С другой стороны, процессы, типичные для Востока, эхом ото­звались в других странах советского блока и, далее, весьма глубоко повлияли на мировую капиталистическую систему (большей частью в положительном плане). Сеймур Липсет отмечает, что в результате изменений открылись огромные рынки для западного избыточного продукта, было ослаблено бремя военных расходов, что произошло падение влияния левых, в том числе совершился распад коммуни­стических партий и движений по всему миру.

В-шестых, отход от коммунизма означает внезапный радикаль­ный разрыв с прошлым. Реальный социализм не обеспечивал условий


 




для постепенного вынашивания капиталистических институтов, образа жизни, ценностей и привычек. Наоборот, реальный социа­лизм целенаправленно уничтожал рынок, частную собственность и предпринимательский дух. Вместо того чтобы прийти к капитализму в результате длительного эволюционного процесса с рядом последо­вательно сменяющих друг друга стадий и постепенной подготовки фундамента для восхождения к капитализму, что было характерно для Запада, восточноевропейские общества получили капитализм в результате одного гигантского скачка, начав строительство системы практически с нуля.

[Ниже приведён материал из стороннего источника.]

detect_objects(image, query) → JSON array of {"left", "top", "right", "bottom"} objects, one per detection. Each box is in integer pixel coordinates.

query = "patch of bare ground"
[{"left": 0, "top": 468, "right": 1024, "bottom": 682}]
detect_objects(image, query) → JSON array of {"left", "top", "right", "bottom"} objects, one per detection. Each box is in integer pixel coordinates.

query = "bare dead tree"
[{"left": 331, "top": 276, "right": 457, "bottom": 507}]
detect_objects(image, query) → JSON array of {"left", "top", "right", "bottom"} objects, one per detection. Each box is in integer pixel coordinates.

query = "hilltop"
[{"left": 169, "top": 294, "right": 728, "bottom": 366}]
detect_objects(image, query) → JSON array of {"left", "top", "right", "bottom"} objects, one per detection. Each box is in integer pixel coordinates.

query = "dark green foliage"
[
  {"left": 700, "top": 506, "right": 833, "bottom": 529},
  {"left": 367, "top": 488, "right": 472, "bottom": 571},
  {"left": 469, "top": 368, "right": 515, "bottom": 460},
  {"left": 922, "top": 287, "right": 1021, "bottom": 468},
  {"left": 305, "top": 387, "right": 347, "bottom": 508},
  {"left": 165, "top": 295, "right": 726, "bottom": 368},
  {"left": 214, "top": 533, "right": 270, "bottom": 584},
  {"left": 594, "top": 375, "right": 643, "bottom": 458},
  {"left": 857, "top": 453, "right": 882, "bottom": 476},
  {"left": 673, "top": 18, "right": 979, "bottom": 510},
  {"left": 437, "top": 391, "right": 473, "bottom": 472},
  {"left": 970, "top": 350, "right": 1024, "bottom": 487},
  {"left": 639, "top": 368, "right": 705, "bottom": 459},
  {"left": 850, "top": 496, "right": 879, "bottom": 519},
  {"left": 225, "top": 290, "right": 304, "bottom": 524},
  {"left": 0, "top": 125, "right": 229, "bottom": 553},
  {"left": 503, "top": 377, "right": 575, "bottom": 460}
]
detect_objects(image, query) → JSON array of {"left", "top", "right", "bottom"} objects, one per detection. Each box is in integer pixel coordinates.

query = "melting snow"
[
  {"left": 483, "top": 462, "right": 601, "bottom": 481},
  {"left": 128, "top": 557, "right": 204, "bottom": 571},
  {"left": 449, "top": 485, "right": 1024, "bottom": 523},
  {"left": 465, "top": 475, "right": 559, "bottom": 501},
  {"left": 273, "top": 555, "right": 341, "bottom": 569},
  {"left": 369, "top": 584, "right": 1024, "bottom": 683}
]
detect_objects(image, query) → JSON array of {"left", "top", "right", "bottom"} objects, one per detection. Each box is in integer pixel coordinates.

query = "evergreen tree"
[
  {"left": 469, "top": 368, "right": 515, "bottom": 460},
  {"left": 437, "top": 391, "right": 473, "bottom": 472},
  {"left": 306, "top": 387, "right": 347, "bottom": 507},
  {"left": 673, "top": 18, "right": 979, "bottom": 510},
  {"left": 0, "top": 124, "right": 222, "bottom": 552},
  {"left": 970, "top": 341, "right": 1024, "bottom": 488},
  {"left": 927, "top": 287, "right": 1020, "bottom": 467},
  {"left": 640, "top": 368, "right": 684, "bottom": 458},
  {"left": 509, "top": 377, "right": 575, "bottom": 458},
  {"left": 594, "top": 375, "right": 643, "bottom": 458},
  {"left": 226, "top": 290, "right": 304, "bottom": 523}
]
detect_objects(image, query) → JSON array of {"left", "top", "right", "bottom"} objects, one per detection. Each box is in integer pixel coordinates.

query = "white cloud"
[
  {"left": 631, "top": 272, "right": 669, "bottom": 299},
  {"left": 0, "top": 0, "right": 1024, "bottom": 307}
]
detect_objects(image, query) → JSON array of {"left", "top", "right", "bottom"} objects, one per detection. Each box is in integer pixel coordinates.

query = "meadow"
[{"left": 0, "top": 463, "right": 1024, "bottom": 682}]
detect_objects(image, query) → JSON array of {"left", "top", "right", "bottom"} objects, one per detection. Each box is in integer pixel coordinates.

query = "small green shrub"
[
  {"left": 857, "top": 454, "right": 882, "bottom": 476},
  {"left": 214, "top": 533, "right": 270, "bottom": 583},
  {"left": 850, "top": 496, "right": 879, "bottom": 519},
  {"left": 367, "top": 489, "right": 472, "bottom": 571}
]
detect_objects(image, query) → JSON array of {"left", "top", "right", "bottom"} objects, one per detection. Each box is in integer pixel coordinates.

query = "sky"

В-седьмых, многомерность этой попытки является исторически беспрецедентной. Посткоммунистический переход затрагивает одновременно экономическую, политическую, нравственную и социальную сферы. Проблемы экономической эффективности, политической свободы, национального суверенитета и гражданского общества должны решаться параллельно. Как бы там ни было, преж­ние революции решали различные задачи, как, например, задачи национального объединения, капиталистического накопления и политической демократизации, поочередно, а не одновременно. Даже сравнительно недавние переходы к демократии (примером чего являются Испания, Португалия, Аргентина и Филиппины) сводились преимущественно к политическому измерению, потому что экономический рынок и национальная независимость были ими обретены задолго до того.

В-восьмых, поскоммунистический переход был инициирован революцией снизу (тот самый случай, который социологи обозна­чают как «вулканический»). Мобилизационная волна, активизм и участие, взрыв массового энтузиазма, чаяний и надежд — пусть даже кратковременные по характеру — надолго запечатляются в установках, менталитете и стремлениях всех тех, кто жил в это не­обыкновенное время. Мы находимся в особом постреволюционном климате с его как положительными, так и отрицательными воз­действиями на будущее этого перехода.